The Late Great Colin Dexter

Colin Dexter, the mystery writer best known for creating Inspector Morse, died on March 21 2017 at the age of 86.

Colin Dexter was born on September 29 1930 in Stamford, Lincolnshire. His father, Alfred Dexter, ran a garage in Scotgate, Stamford, while his mother, Dorothy, worked in a butcher shop. Colin Dexter attended St. John's Infants School and Bluecoat Junior School. He won a scholarship to the prestigious Stamford School. Mr. Dexter fulfilled his national service by serving in the Royal Corps of Signals.
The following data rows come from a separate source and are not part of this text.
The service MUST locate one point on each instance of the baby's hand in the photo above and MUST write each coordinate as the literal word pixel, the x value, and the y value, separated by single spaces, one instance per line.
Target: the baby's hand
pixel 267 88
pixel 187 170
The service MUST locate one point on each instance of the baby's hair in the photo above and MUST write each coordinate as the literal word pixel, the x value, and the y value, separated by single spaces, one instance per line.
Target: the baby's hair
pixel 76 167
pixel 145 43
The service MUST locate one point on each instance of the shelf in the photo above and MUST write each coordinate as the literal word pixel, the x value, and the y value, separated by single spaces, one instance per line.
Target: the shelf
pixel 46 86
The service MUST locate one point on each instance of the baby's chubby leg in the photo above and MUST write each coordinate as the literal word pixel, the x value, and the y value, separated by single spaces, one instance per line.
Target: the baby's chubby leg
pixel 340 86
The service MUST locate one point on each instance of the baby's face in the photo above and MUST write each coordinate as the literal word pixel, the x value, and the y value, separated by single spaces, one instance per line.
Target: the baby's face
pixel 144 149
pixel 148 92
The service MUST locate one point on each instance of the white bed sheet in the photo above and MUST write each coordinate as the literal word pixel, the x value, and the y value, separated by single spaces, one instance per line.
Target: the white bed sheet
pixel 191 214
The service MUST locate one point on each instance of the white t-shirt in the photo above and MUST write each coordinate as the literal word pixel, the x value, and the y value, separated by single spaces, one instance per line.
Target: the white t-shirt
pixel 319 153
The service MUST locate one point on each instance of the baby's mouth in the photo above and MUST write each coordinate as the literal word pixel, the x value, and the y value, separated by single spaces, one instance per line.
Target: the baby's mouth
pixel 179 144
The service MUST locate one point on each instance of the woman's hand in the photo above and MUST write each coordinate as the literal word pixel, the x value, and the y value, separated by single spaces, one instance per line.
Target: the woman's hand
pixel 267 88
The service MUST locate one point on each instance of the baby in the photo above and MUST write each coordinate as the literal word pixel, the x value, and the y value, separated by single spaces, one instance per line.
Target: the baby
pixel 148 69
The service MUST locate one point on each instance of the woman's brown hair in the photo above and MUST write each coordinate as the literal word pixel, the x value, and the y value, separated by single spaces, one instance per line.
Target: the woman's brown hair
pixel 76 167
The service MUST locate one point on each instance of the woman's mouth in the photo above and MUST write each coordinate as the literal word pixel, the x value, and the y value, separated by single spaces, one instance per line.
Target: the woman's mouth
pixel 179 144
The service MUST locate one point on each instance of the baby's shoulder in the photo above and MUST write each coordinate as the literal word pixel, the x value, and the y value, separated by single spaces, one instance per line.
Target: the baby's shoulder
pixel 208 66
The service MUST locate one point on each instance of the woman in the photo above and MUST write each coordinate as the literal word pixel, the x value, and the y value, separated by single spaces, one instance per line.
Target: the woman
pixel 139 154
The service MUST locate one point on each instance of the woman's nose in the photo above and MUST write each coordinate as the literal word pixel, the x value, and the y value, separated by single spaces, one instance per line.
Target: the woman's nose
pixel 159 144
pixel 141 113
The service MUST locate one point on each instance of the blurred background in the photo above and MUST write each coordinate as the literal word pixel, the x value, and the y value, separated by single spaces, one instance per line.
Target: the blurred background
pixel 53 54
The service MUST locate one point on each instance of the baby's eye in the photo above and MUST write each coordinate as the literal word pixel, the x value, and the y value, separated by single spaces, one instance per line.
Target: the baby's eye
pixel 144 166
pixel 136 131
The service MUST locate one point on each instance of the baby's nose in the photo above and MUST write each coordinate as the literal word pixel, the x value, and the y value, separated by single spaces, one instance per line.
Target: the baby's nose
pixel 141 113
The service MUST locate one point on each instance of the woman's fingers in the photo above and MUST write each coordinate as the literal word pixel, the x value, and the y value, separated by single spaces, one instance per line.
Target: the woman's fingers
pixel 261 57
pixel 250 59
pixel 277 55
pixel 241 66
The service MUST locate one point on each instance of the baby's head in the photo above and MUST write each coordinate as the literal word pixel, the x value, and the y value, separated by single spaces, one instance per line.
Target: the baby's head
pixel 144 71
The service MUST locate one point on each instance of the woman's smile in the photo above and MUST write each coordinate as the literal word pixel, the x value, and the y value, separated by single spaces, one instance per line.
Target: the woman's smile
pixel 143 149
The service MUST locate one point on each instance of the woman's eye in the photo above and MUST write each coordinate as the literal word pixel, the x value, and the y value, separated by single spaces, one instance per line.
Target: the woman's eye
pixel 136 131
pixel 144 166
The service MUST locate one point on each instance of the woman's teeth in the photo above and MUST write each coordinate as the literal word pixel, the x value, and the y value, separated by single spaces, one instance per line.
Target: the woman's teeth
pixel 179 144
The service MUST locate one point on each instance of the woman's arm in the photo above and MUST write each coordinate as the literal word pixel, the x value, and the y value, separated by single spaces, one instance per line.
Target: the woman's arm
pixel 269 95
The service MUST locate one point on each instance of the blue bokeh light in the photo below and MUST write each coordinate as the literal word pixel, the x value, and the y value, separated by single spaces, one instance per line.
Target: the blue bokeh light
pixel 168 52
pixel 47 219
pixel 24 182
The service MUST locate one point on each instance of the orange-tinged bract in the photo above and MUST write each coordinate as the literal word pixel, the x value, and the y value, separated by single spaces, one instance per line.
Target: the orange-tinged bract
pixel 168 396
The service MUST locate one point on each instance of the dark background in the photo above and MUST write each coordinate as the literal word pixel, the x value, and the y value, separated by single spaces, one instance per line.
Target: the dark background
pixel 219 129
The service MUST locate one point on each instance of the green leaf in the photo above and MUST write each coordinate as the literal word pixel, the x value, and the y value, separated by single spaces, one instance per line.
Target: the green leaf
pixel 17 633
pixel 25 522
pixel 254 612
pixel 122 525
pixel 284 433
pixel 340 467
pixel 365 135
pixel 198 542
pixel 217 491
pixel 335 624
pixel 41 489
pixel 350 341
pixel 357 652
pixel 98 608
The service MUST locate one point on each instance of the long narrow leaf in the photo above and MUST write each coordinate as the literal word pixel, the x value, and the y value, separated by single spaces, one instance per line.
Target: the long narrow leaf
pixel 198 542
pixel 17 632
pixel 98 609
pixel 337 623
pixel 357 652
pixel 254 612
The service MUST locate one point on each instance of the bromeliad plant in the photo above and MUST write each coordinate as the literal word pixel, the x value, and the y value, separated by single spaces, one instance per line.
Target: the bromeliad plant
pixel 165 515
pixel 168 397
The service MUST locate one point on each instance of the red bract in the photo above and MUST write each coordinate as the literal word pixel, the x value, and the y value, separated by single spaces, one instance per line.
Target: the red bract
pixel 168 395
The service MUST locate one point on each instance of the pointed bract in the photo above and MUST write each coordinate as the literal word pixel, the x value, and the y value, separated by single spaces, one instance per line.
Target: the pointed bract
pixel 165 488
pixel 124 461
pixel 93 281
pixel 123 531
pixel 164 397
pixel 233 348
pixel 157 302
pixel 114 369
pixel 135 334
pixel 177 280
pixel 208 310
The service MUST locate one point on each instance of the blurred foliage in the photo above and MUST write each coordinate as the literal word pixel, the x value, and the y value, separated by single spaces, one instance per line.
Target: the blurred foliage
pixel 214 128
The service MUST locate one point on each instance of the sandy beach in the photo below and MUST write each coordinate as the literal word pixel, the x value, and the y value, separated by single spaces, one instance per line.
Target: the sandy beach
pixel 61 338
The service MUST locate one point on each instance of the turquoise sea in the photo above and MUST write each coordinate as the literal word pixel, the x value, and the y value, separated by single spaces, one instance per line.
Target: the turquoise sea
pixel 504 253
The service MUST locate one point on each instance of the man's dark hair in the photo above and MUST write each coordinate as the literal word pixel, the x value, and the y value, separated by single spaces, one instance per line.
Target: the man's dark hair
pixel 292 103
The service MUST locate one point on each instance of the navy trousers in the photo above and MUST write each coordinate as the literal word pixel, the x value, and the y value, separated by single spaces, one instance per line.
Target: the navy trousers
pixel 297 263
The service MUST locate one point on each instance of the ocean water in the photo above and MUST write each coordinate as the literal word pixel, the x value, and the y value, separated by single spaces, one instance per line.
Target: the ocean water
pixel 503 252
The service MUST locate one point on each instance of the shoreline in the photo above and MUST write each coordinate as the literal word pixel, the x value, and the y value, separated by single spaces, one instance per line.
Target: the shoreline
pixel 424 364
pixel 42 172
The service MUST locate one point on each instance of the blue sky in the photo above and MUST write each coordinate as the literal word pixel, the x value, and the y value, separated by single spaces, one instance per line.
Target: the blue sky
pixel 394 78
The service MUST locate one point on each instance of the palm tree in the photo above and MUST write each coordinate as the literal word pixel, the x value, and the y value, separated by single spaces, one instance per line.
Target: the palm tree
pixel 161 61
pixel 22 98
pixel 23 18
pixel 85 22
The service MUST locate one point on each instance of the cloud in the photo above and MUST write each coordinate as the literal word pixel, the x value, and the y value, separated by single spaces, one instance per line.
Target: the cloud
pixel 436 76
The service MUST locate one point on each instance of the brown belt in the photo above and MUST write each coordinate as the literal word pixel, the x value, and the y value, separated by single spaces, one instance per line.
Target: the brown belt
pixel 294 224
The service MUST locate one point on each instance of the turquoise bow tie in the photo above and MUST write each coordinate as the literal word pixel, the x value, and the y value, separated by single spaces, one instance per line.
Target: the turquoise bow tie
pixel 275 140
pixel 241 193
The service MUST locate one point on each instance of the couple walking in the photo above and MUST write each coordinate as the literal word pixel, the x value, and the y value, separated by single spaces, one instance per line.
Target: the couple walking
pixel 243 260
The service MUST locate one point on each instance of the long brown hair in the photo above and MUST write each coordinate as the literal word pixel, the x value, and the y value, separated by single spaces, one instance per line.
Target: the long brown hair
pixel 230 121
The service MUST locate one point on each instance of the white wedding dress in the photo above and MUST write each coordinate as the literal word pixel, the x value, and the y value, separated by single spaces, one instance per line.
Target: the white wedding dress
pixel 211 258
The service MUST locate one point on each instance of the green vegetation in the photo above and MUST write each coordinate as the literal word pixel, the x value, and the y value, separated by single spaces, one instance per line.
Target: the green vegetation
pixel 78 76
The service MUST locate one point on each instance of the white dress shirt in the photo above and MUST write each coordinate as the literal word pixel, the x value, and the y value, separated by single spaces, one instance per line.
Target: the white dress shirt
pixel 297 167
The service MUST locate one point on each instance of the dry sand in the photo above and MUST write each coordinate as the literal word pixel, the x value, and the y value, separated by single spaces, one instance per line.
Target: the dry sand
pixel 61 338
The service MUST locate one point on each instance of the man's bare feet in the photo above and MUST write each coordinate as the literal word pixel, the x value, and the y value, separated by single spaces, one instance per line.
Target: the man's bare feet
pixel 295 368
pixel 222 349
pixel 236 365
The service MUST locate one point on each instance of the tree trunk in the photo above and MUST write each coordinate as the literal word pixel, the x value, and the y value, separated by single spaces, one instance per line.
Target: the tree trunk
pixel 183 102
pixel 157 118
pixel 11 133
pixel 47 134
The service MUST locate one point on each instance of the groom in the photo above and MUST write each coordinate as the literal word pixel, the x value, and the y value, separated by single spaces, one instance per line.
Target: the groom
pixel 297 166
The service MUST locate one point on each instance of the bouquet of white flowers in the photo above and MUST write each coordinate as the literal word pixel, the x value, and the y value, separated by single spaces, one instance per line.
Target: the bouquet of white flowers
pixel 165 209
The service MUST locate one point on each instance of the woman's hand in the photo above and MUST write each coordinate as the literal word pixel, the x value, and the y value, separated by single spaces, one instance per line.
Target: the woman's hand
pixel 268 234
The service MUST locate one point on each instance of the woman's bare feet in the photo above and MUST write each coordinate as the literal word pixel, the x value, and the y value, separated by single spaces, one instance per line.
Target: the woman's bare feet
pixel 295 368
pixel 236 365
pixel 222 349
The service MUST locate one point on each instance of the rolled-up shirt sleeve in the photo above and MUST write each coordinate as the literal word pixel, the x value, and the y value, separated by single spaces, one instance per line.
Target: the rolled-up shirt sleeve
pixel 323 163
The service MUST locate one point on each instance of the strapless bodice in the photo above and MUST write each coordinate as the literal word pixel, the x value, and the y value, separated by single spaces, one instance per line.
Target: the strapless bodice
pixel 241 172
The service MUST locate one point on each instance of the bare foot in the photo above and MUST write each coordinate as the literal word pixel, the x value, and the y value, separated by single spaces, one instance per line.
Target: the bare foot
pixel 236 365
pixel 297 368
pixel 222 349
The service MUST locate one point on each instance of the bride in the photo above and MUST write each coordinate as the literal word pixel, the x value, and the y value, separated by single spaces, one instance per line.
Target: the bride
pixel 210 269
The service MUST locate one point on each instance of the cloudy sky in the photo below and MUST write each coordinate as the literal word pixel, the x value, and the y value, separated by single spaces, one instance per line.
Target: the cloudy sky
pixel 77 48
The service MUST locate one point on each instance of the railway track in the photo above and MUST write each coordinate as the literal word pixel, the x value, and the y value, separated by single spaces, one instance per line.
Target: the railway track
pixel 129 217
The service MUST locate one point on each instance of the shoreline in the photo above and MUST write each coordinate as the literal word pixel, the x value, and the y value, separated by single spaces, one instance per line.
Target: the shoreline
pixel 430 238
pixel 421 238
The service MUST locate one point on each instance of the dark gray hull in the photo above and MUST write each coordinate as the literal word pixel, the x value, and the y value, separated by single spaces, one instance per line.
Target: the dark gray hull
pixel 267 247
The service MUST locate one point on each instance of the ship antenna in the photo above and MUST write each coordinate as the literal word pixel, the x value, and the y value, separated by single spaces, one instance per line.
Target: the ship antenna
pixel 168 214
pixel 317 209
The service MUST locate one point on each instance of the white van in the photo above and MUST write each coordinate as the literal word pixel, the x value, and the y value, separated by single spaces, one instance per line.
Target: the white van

He received a bachelor's degree in classics from  Christ's College, Cambridge in 1953.

He taught classics at Wyggeston Grammar School in Leicester and earned a master's degree from Cambridge in 1958. Afterwards he taught classics at Corby Grammar School in Northamptonshire until retiring in 1966 because of deafness. He then took a position as senior assistant secretary at the Oxford Delegacy of Local Examinations. He held this job until he retired in 1988.

It while on vacation with his family in Wales in the early Seventies that Colin Dexter, out of boredom more than anything else, began work on the very first Inspector Morse novel. Last Bus to Woodstock was published in 1975 and was followed by twelve more Inspector Morse novels. Mr. Dexter also wrote two novellas and several short stories as well as the book Cracking Cryptic Crosswords: A Guide to Solving Cryptic Crossword.

Inspector Morse proved very successful, inspiring the ITV television show Inspector Morse, that ran from 1987 to 2000, as well as the sequel Lewis and the prequel Endeavour.

There can be little doubt that Colin Dexter was one of the great mystery writers of the late 20th Century. His Inspector Morse novels are mysteries in the Holmesian mould, with complex cases that often included plenty of false leads and false clues. Colin Dexter had a gift for colourful characters, none more so than Morse himself. Inspector Morse loved classical music and poetry, and a weakness for pretty women.  Between his talent for creating complex mysteries and a gift for well-developed characters, there should be little wonder that Colin Dexter was often counted alongside the likes of Agatha Christie and Sir Arthur Conan Doyle.